The Off-MLS Debate Has a Data Problem
The real estate industry is in the middle of a heated conversation about off-MLS marketing, and much of it is generating more heat than light. Critics have focused their attention squarely on Compass and its structured approach to pre-market and private listings, framing the brokerage as if it invented a practice that circumvents the Multiple Listing Service. But according to Compass International Holdings Chief Economist Mike Simonsen, that framing ignores a fundamental truth baked into the data: off-market selling was already happening at massive scale long before Compass formalized anything.
The number at the center of Simonsen's argument is 1.4 million. That's the estimated volume of existing listings that transact each year entirely outside the MLS, without any structured pre-market program, without institutional backing, and largely without scrutiny. If the industry is serious about protecting consumers and promoting transparency, that's where the conversation needs to start — not with a single brokerage's branded marketing strategy.
What Compass Actually Built
To understand Simonsen's argument, it helps to be clear about what Compass did and did not do. Compass did not create off-market real estate transactions. Private sales, pocket listings, and deals made through personal networks have existed for as long as real estate has been a profession. Wealthy sellers have long preferred discretion. Agents have always known people. Properties have always changed hands quietly.
What Compass did create was the first large-scale, structured, and transparent framework for managing the pre-market phase of a listing. Its program gives sellers an organized way to test market interest before going live on the MLS, with defined timelines and explicit opt-in consent. Rather than a handshake deal conducted in the shadows, Compass built a documented process with guardrails.
Simonsen's point is that this distinction matters enormously. A structured alternative to an existing practice is fundamentally different from the practice itself. When critics conflate the two, they end up arguing against the more transparent version of something that isn't going away regardless of what any policy body decides.
The 1.4 Million Listings the Debate Ignores
Here is where the data becomes impossible to dismiss. An estimated 1.4 million real estate transactions per year occur outside the MLS with no structured framework, no formal pre-market program, and no organized accountability. These are deals struck through agent networks, seller relationships, and informal channels that leave buyers with little visibility and sellers with no institutional support guiding their choices.
These transactions don't make headlines. They don't inspire industry task forces. They don't generate op-eds about consumer harm. Yet by virtually any measure of transparency or fair access, they represent a far larger and less regulated portion of the off-market universe than anything Compass has built.
The selective focus on Compass while 1.4 million informal off-market transactions proceed each year raises legitimate questions about what the debate is truly about.

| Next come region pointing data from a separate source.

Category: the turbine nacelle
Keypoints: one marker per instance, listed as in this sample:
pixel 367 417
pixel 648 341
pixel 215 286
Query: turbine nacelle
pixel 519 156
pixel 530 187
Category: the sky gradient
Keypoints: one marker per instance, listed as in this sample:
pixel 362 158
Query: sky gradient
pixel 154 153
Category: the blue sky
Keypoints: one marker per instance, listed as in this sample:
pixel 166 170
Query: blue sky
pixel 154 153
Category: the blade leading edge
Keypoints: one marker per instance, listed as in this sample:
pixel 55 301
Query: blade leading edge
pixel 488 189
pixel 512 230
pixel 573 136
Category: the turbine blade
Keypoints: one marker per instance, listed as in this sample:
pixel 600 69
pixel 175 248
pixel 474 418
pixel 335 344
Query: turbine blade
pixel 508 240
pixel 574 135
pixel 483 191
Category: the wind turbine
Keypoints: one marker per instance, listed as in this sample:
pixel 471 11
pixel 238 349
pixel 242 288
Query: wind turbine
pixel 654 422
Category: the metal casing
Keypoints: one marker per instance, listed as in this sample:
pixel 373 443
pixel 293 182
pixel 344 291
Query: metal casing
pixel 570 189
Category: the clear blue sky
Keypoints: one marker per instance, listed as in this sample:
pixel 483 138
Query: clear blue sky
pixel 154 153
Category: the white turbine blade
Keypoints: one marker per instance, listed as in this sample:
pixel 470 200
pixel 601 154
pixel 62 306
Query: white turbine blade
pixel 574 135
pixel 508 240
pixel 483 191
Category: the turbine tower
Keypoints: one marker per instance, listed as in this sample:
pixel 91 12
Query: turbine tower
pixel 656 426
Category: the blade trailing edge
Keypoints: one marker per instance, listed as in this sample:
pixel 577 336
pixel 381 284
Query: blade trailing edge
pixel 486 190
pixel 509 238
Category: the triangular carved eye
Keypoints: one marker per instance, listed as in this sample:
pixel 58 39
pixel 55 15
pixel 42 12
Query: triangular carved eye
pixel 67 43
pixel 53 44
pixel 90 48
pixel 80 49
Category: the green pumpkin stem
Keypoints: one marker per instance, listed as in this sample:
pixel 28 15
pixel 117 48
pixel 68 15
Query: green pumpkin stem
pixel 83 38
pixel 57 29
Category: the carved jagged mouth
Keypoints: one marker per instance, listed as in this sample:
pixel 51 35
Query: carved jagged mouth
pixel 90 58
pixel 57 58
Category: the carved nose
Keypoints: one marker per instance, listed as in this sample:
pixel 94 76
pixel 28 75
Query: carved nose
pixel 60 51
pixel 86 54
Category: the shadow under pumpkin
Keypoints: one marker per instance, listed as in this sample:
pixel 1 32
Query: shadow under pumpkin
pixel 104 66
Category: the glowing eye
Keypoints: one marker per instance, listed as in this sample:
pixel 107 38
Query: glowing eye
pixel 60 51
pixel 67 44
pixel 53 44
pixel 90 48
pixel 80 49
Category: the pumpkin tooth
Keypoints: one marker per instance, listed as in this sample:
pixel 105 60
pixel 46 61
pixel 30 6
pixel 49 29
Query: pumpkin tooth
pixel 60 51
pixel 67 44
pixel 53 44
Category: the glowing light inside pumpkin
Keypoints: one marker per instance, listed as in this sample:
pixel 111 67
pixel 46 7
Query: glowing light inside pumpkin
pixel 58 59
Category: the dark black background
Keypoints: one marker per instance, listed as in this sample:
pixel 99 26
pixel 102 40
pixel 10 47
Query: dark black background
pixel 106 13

If the concern is genuinely about consumer protection and equal access to listings, the industry's energy would be far better spent addressing the broader, unstructured off-market ecosystem than targeting the one player that actually formalized the process.
Why the MLS-First Argument Isn't as Simple as It Sounds
Proponents of mandatory MLS-first rules argue that listing a property on the MLS before any other marketing gives all buyers equal access and produces the best outcomes for sellers through maximum exposure. It's a reasonable principle on its face, and maximum exposure does often correlate with stronger offers and better prices.
But the argument becomes more complicated when you apply it uniformly across every seller situation. Some sellers have privacy concerns that are entirely legitimate — high-profile individuals, people going through divorce, estate sales with family sensitivities, or simply homeowners who don't want a parade of strangers through their homes before they're ready. For these sellers, a pre-market window isn't an attempt to game the system. It's a practical tool that reflects the reality of their circumstances.
Simonsen's broader argument is that policy should grapple with this complexity rather than defaulting to one-size-fits-all mandates that ignore why sellers seek alternatives in the first place. Structured pre-market programs, done with proper disclosure and seller consent, can actually serve those sellers better than leaving them to navigate informal off-market channels entirely on their own.
Transparency as the Real Standard
If there is a productive path forward in the off-MLS debate, Simonsen's perspective suggests it runs through transparency and informed consent rather than blanket prohibition. The question should not simply be whether a listing appears on the MLS first. It should be whether sellers fully understand their options, whether buyers have reasonable visibility into available inventory, and whether the process — whatever form it takes — is documented and accountable.
By that standard, a well-structured pre-market program with defined timelines and explicit seller consent compares favorably to the alternative: 1.4 million annual transactions conducted through informal channels with no oversight whatsoever.
What the Industry Should Actually Be Talking About
The off-MLS debate is not going to disappear, and the underlying tensions it reflects — between seller autonomy and buyer access, between innovation and standardization, between private discretion and public transparency — are real and worth working through carefully.
But any honest reckoning with those tensions has to start with the full picture of how off-market real estate actually works today. That means looking at all 1.4 million transactions happening outside the MLS every year, not just the ones operating under a recognized brand with a formalized program that critics can point to.
Compass didn't invent the problem. It built a structure around something the industry was already doing informally at enormous scale. Whether that structure is the right one is a fair question. But dismissing it while ignoring the broader off-market reality it was designed to address isn't a policy argument — it's a distraction.